But instead of writing a post on why you shouldn’t do that, I wanted to share why it is better to reference the work of others.


  1. It shows that you are well read. In my presentations, I do my best to show the work of others, even though it is my presentation.  I actually try to differentiate my slides between quotes from others (I usually add images to them) and what is mine (black slide, white text, very simple).  I never see sharing the work of others as making me “less than”. I believe it actually shows that I have done a lot of research and thinking in what I am discussing.  The way I see it, there is no negative in sharing the work of others; it shows that you are passionate about your learning and you will look at what others are doing as well. Stealing the work of others though, has huge risks and will only categorize you as a “thought stealer”, not “thought leader”. This leads me to my next point.
  2. It raises up the profession as a whole.  The narrative of education and many educators, hasn’t always been positive.  The way I see it, the more we can share the work of others, the better.  In my book, “The Innovator’s Mindset“, many people are sharing ideas and quotes of others that I wrote about in the book.  The book was never solely about my ideasbut hopefully sharing the best ideas. I really wanted to highlight there is a lot of great stuff going on in education all over the world, and that together we are better.
  3. Great leaders give credit. If you are in a leadership position, and hate giving credit to the work of others, this will create animosity amongst those you serve.  Sometimes, giving credit to others, even when it is not 100% deserved, helps build up the entire community.  No one wants to be an environment where one person takes credit for everything.  Highlighting the work of others does not only build up that one person, but also models that we should do that for each other as a community. Leading to this last point.
  4. It is an honour to be referenced by someone else. Pay it forward. I have a lot of people who follow me on Twitter, read this blog, and maybe have read my book.  No matter how many people have connected with me, it is a tremendous honour to be referenced at any point, or have my work shared.
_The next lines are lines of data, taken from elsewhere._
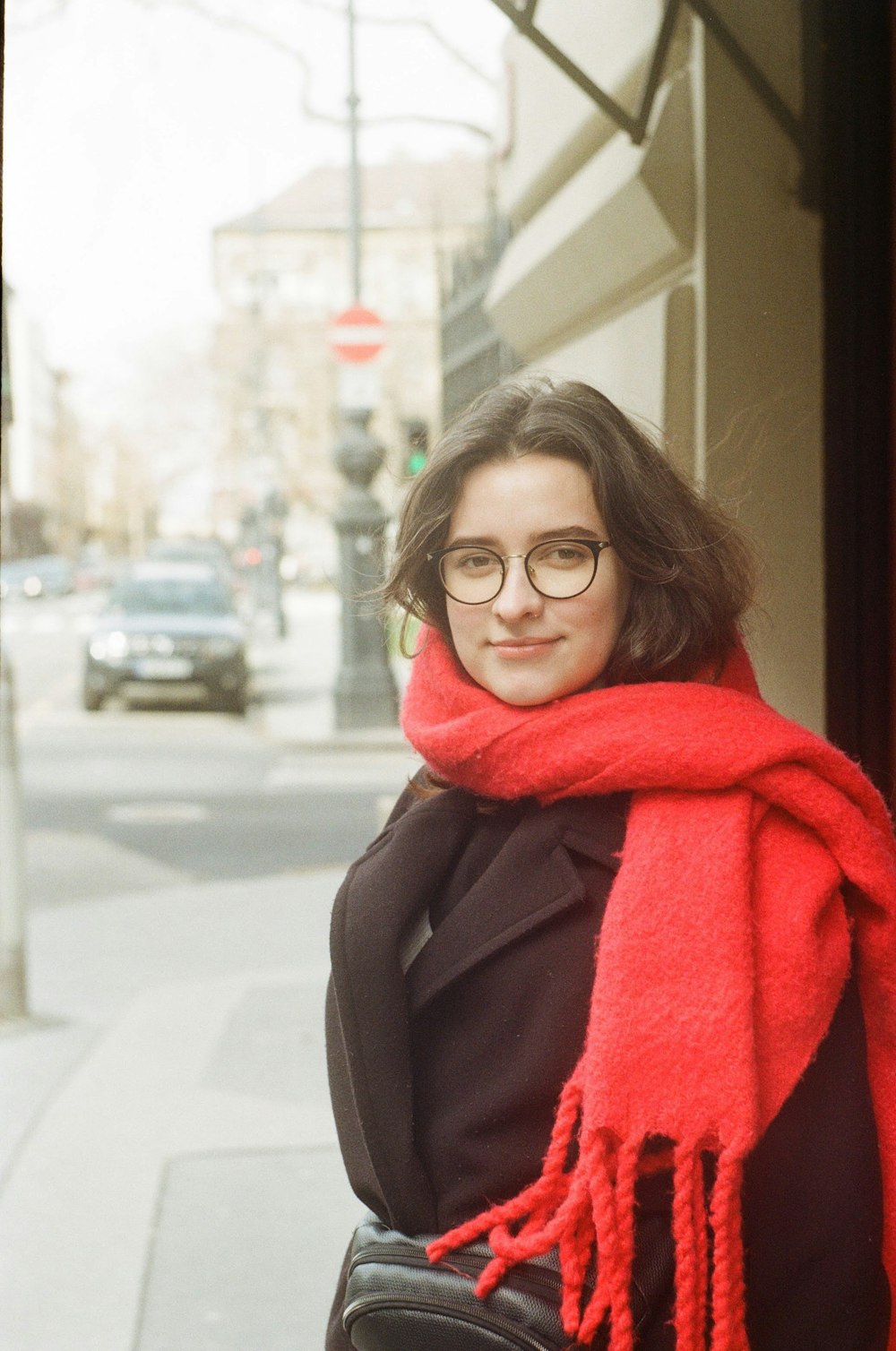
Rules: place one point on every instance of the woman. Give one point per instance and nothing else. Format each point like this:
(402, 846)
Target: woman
(603, 777)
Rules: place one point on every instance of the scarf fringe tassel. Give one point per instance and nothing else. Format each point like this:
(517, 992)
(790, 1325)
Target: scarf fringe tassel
(588, 1212)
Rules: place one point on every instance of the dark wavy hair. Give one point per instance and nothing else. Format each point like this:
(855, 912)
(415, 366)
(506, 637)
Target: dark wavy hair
(693, 572)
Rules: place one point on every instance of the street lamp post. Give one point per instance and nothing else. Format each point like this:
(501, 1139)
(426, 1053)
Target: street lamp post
(365, 693)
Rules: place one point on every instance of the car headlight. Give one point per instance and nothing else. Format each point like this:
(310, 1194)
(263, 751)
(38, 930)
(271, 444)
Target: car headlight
(220, 649)
(109, 646)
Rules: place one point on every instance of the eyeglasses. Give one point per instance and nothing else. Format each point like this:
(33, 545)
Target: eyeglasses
(557, 569)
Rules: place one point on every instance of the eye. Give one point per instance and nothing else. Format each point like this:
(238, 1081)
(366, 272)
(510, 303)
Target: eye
(472, 561)
(561, 555)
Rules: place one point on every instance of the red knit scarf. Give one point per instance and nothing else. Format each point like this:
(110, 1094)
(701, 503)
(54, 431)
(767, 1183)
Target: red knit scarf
(722, 957)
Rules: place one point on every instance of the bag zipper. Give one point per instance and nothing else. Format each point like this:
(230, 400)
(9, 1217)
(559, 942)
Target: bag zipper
(491, 1321)
(468, 1263)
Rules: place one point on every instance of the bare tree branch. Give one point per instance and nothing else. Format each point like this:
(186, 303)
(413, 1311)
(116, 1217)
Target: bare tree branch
(237, 24)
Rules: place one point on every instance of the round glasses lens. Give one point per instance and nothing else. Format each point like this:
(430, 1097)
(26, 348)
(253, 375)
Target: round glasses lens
(561, 568)
(472, 574)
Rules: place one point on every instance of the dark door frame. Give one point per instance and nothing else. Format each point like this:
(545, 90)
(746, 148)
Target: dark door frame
(857, 205)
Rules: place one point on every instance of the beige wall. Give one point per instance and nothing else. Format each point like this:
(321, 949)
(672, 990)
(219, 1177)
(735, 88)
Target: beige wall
(683, 277)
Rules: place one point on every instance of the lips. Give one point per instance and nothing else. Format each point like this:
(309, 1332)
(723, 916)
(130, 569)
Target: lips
(516, 649)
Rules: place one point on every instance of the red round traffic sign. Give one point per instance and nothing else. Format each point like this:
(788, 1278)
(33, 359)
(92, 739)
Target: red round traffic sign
(357, 334)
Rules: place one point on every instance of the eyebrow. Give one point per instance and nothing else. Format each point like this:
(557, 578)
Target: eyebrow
(557, 532)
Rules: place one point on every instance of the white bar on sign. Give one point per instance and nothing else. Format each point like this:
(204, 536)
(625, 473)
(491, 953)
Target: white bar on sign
(356, 335)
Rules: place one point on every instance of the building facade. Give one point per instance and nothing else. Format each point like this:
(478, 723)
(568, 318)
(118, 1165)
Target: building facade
(685, 269)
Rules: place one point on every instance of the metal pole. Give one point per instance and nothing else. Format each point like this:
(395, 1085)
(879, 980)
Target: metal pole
(354, 169)
(365, 693)
(13, 966)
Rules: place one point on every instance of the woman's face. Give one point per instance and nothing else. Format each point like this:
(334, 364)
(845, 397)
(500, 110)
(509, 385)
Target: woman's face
(521, 646)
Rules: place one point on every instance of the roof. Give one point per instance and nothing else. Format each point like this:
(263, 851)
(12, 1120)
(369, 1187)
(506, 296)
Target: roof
(401, 194)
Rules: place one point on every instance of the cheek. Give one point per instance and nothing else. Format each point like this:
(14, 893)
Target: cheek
(462, 624)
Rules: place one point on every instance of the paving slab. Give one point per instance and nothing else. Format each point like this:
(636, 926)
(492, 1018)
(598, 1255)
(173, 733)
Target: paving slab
(176, 1055)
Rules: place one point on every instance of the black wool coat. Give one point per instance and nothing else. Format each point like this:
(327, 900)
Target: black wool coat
(444, 1076)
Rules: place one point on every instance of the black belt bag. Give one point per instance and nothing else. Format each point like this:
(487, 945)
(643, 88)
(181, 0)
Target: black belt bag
(398, 1301)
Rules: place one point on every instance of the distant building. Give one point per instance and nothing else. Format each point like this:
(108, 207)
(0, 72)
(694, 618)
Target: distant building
(44, 475)
(282, 273)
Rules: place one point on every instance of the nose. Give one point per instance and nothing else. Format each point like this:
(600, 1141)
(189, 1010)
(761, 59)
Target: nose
(518, 598)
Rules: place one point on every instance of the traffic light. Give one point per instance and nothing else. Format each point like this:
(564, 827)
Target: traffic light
(417, 434)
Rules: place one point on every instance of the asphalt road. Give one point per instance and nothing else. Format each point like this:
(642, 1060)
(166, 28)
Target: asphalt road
(138, 797)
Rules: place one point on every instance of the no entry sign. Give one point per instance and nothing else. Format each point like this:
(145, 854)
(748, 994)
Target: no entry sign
(357, 334)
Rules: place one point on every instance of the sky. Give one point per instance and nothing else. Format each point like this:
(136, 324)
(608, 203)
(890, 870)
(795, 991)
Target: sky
(133, 127)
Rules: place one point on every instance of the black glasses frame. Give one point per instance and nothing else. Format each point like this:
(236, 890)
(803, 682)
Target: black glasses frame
(596, 547)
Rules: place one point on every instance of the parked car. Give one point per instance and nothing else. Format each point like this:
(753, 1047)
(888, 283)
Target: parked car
(47, 574)
(168, 627)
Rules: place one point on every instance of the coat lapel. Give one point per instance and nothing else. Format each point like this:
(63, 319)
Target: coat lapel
(531, 880)
(379, 901)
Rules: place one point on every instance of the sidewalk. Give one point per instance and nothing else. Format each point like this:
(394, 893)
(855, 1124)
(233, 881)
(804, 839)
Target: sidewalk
(169, 1175)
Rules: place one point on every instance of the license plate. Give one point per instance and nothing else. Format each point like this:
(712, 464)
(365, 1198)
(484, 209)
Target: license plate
(164, 667)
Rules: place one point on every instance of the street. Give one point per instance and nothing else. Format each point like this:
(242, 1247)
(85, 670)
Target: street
(135, 797)
(169, 1175)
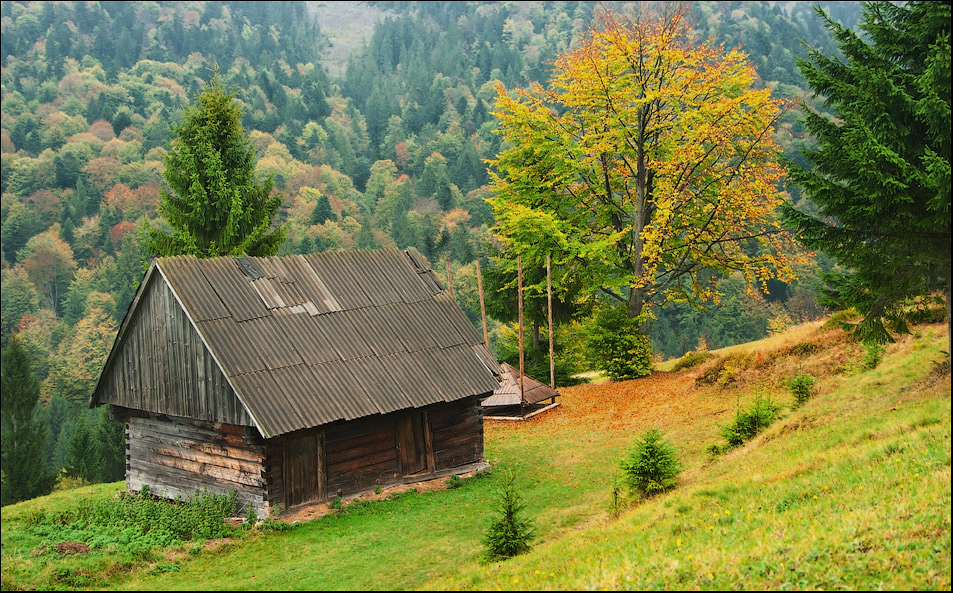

Whether you have one follower or one million.  Having your work shared is an amazing feeling, and I have been the recipient of this, and I try to share the work of others.  Again, there is only positives when you do this.

There is obviously ethical reasons why you shouldn’t take credit for the work of others.  But the way I see it, the positives far outweigh the negatives (if there are truly any) when we share the work of others. When we go out of our way to highlight the work of others, it lifts up individuals as well as the profession as a whole.